Childhood and Marriage
Born on 5 May 1910 in Amsterdam to an opera singer mother and an accountant father, Leo Lionni and his family did not spend much time in the Netherlands before they moved to the United States. They lived in Philadelphia for two years, where Leo started high school.
Part of the way through Leo’s schooling, his father was transferred to Italy. The family moved with him, and that was where Leo completed high school, and made his debut and established his reputation as an artist with avant-garde and futurism paintings between 1931 and 1939. He obtained an economics degree at the University of Genoa in 1935. After his graduation, Leo turned his attention away from futurism and avant-garde, and instead focused on visual content for advertising. His classical children’s books were yet to come.
In addition to being the year in which Leo Lionni made his name on the Italian art scene, 1931 was also when he married Nora Maffi. Nora’s father was none other than Fabrizio Maffi, the man who founded Italy’s Community Party. The couple would go on to have two sons, three grandchildren and seven great-grandchildren.
Return to the US
In 1939, the year that saw the outbreak of the Second World War, Leo Lionni returned to Philadelphia with wife and children. He knew he did not want to work as an artist, and so started working in advertising.
Andy Warhol, Saul Steinberg, Willem de Kooning, Alexander Calder, and Fernand Léger were among the notable artists from whom Leo commissioned art. The quality of his work was obvious, and it attracted some big names. Among his key accounts were motor vehicle manufacturers, Chrysler Plymouth and Ford Motors.
In 1948, the future children’s book writer and illustrator started working as Fortune magazine’s art director. He also did private work, and he worked as Olivetti’s design director. Leo also designed a catalogue for the Museum of Modern Art.
To Italy and Writing Books for Children
After more than a decade as an art director and designer, Leo Lionni and his wife relocated to Italy in 1960, and it was then that his career as a writer and illustrator of classical children’s books really took off.
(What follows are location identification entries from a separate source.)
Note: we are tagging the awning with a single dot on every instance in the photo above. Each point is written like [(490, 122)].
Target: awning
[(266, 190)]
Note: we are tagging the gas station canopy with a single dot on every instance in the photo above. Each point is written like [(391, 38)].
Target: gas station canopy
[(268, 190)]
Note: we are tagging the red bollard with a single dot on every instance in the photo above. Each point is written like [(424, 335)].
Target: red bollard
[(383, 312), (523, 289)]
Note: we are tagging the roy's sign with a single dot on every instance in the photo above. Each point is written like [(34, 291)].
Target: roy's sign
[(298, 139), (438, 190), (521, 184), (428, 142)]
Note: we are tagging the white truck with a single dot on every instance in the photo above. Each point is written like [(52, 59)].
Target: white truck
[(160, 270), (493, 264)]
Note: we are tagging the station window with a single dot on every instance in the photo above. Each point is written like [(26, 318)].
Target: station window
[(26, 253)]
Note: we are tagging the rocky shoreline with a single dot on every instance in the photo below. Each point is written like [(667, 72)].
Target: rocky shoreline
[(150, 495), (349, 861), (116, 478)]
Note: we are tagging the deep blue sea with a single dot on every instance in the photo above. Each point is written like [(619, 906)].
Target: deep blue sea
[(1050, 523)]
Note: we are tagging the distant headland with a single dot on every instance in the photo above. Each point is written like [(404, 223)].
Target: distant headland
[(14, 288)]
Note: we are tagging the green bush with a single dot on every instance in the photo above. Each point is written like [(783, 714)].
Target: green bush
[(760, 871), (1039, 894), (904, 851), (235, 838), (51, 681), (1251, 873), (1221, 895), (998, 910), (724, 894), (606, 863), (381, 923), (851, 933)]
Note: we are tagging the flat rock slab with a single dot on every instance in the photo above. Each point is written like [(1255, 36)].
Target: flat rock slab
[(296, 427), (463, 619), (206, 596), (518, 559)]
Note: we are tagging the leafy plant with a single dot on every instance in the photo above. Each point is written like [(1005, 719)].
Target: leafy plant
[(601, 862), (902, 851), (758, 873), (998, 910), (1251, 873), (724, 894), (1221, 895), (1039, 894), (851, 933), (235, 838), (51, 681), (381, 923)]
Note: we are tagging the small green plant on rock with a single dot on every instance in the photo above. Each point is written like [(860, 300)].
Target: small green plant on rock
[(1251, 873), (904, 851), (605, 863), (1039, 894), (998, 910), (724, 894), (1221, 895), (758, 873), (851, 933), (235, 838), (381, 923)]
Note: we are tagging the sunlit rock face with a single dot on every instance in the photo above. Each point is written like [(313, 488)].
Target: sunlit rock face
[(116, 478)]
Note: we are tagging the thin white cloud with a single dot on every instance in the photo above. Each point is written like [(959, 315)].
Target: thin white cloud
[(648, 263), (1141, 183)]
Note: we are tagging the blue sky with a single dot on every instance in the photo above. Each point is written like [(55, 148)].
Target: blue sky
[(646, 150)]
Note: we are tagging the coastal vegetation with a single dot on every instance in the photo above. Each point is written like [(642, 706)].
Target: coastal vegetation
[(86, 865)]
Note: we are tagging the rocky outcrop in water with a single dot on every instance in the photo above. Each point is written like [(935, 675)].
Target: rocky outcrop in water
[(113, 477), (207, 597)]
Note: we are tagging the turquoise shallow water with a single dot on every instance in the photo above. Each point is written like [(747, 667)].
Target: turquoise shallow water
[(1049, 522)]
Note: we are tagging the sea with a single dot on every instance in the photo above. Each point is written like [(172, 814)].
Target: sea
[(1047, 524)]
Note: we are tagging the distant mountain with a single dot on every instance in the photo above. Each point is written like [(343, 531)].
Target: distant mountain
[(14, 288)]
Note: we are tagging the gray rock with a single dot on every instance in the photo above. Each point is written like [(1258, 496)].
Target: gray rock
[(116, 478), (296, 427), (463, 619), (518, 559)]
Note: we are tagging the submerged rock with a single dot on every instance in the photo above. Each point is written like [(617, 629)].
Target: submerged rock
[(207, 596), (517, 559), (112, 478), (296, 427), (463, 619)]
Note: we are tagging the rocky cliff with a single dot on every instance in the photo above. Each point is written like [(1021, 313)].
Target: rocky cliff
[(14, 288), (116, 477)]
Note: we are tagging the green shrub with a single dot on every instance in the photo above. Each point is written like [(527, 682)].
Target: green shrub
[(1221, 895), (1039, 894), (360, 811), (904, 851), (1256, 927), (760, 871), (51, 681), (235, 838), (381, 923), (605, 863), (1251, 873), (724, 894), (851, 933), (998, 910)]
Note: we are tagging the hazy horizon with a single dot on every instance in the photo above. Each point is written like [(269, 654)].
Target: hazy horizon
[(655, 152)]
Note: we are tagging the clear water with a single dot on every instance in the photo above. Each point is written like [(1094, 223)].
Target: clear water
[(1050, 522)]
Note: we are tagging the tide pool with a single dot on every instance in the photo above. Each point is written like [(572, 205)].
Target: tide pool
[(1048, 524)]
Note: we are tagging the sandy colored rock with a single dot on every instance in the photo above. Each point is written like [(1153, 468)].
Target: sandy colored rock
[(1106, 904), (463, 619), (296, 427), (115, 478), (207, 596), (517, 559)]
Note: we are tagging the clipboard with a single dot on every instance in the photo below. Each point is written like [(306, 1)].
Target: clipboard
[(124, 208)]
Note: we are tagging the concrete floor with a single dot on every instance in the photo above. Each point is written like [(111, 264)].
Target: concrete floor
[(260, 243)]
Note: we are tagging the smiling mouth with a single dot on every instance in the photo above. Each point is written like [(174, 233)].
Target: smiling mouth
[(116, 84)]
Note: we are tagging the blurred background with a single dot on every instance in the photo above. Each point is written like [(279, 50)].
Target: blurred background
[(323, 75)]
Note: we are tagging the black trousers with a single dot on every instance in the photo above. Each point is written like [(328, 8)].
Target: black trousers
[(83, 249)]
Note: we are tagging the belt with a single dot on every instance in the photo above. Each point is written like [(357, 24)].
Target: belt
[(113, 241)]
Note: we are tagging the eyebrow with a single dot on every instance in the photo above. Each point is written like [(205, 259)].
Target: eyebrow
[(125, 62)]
Leo’s first book, Little Blue and Little Yellow, was published in 1959. He was inspired to write it when he cut out blue and yellow circles to illustrate a story he told his grandchildren on the train one day.
Inch By Inch, published in 1960, is a story about an inchworm who boasts of his ability to measure just about anything put in front of him. Much to his fright, a nightingale puts him to the test – and if the worm fails, he will become the bird’s next meal. The classical children’s book won the 1961 Caldecott Honour as well as the 1962 Lewis Carroll Shelf Award.
The Caldecott Honour was bestowed on Leo again in 1964 for Swimmy, in 1968 for Frederick, and 1970 for Alexander and the Wind-Up Mouse. 1965 saw him receive the Deutscher Jugendliteraturpreis. Over his career, Leo wrote more than 40 books for children.
The Artist and Teacher
Leo Lionni also was an artist who drew, painted, did photography, and sculpted. One of his most famous works for adults is 1978’s Parallel Botany. The book is the English translation of La botanica parallela, first published in Italian in 1976. A collection of charcoal or pencil illustrations as well as photographs, it is something of a catalogue of plants that exist only in the imagination. Parallel Botany is a glorious combination of the meanings of plant names, plant descriptions, myths, and travel stories. What’s more, Leo wove scientific and historical facts into the text.
Leo managed to find the time between adults’ and children’s books, creating art, and teaching posts held in the US and in India, to write and perform one-man shows in Asia, Europe, the Middle East, and the US. A man with seemingly boundless energy, he continued to produce art almost until the day he died.
Leo Lionni passed away at his Tuscan home on 11 October 1999. He was 89 years old, and certainly had lived life to the full.